Behavioral Pharmacology Group, Laboratory of Animal Morphology and Pathology, State University of North Fluminense Darcy Ribeiro, Avenida Alberto Lamego, 2000, Campos dos Goytacazes, 28013-602 RJ, Brazil.
Department of Entomology and Plant Pathology, State University of North Fluminense Darcy Ribeiro, Campos dos Goytacazes, RJ, Brazil.
Behav Brain Res. 2020 Feb 17;380:112398. doi: 10.1016/j.bbr.2019.112398. Epub 2019 Nov 29.
The development of sensitization is one of the hallmarks of addictive drugs. Consistent with this relationship many studies have demonstrated that the highly addictive opioid agonist morphine induces sensitization effects. In this study, we administered morphine (10 mg/kg) (MOR) to induce sensitization. In that sensitization is considered to involve associative processes and that dopamine activity is an important contributor to learning and memory processes, we administered a dopamine inhibitory treatment using apomorphine (0.05 mg/kg) (APO) during memory consolidation following a morphine sensitization treatment protocol. Seemingly, a decrease in dopamine activity during consolidation would impair the salience of the association of the morphine response with the contextual cues during consolidation and interfere with the development of morphine sensitization. In two separate experiments, MOR or vehicle (VEH) were administered pre-trial and either VEH or APO were administered post-trial over 5 and 10 days of treatment, respectively. In both the 5 and 10 drug treatment sessions post-trial experiments, MOR groups given VEH immediately post-trial exhibited strong sensitization effects. These sensitization effects were substantially attenuated in the MOR groups given APO immediately post-trial but not in the MOR groups given APO after a 15 min. post-trial delay. In subsequent conditioning and sensitization challenge tests, the MOR groups that had been given APO immediately post-trial exhibited diminished sensitization and conditioned responses relative to MOR groups that had received VEH or APO delayed post-trial. This MOR-APO interaction effect was unique in that it occurred post-trial so that it was only expressed in a pre-trial test in which only MOR was administered. Seemingly, the inhibitory dopamine effect of APO was incorporated into memory during the post-trial consolidation process suggesting that drug/drug interactions can occur during consolidation.

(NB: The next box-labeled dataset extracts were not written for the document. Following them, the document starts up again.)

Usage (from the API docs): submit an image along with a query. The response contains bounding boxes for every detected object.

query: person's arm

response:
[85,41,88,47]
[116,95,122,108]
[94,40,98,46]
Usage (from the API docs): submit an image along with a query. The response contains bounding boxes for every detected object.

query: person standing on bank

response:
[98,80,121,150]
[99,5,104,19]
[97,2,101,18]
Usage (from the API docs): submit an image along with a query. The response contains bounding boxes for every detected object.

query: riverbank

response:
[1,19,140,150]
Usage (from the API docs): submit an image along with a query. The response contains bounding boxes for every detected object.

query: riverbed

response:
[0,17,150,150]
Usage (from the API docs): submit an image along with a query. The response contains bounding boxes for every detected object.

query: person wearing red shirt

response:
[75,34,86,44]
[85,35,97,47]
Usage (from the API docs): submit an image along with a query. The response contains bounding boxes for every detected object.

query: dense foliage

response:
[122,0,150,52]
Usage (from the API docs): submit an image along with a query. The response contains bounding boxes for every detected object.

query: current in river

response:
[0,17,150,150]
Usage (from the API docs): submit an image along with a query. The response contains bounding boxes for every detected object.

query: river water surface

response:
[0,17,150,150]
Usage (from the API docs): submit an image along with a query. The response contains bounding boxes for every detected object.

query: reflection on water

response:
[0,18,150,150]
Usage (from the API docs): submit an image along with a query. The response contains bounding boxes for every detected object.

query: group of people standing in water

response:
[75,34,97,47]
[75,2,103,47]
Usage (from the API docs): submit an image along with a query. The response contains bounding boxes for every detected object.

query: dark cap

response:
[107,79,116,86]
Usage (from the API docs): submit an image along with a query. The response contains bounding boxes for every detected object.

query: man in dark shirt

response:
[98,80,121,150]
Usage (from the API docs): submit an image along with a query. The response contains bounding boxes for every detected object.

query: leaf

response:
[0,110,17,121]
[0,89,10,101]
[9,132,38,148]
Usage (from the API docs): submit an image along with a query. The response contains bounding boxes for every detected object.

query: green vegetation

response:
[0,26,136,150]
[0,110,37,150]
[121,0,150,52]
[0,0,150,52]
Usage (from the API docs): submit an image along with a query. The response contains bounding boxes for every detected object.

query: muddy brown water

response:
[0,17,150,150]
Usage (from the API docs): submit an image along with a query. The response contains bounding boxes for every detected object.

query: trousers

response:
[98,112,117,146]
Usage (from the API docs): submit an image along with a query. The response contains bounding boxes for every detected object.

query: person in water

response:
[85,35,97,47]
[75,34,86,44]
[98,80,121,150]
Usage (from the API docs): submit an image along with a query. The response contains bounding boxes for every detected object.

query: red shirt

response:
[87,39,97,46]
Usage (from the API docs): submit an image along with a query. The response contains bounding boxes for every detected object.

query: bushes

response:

敏化的发展是成瘾药物的特征之一。许多研究一致表明,高度成瘾的阿片类激动剂吗啡会诱导敏化效应。在这项研究中,我们给予吗啡(10mg/kg)(MOR)以诱导敏化。由于敏化被认为涉及联想过程,并且多巴胺活动是学习和记忆过程的重要贡献者,我们在吗啡敏化治疗方案后使用阿扑吗啡(0.05mg/kg)(APO)进行记忆巩固时给予多巴胺抑制治疗。似乎在巩固过程中降低多巴胺活性会降低吗啡反应与巩固过程中上下文线索的关联的显著性,并干扰吗啡敏化的发展。在两个单独的实验中,MOR 或载体(VEH)在试验前给予,并且在试验后分别在 5 天和 10 天的治疗中给予 VEH 或 APO。在试验后 5 天和 10 天的药物治疗中,MOR 组在试验后立即给予 VEH 表现出强烈的敏化效应。这些敏化效应在 MOR 组在试验后立即给予 APO 时大大减弱,但在 MOR 组在试验后 15 分钟给予 APO 时没有减弱。在随后的条件反射和敏化挑战测试中,与接受 VEH 或 APO 延迟试验后接受 MOR 组相比,在试验后立即给予 APO 的 MOR 组表现出减弱的敏化和条件反射。这种 MOR-APO 相互作用效应是独特的,因为它发生在试验后,因此仅在仅给予 MOR 的预试验中表达。似乎 APO 的抑制性多巴胺效应在试验后巩固过程中被纳入记忆中,这表明药物/药物相互作用可能发生在巩固过程中。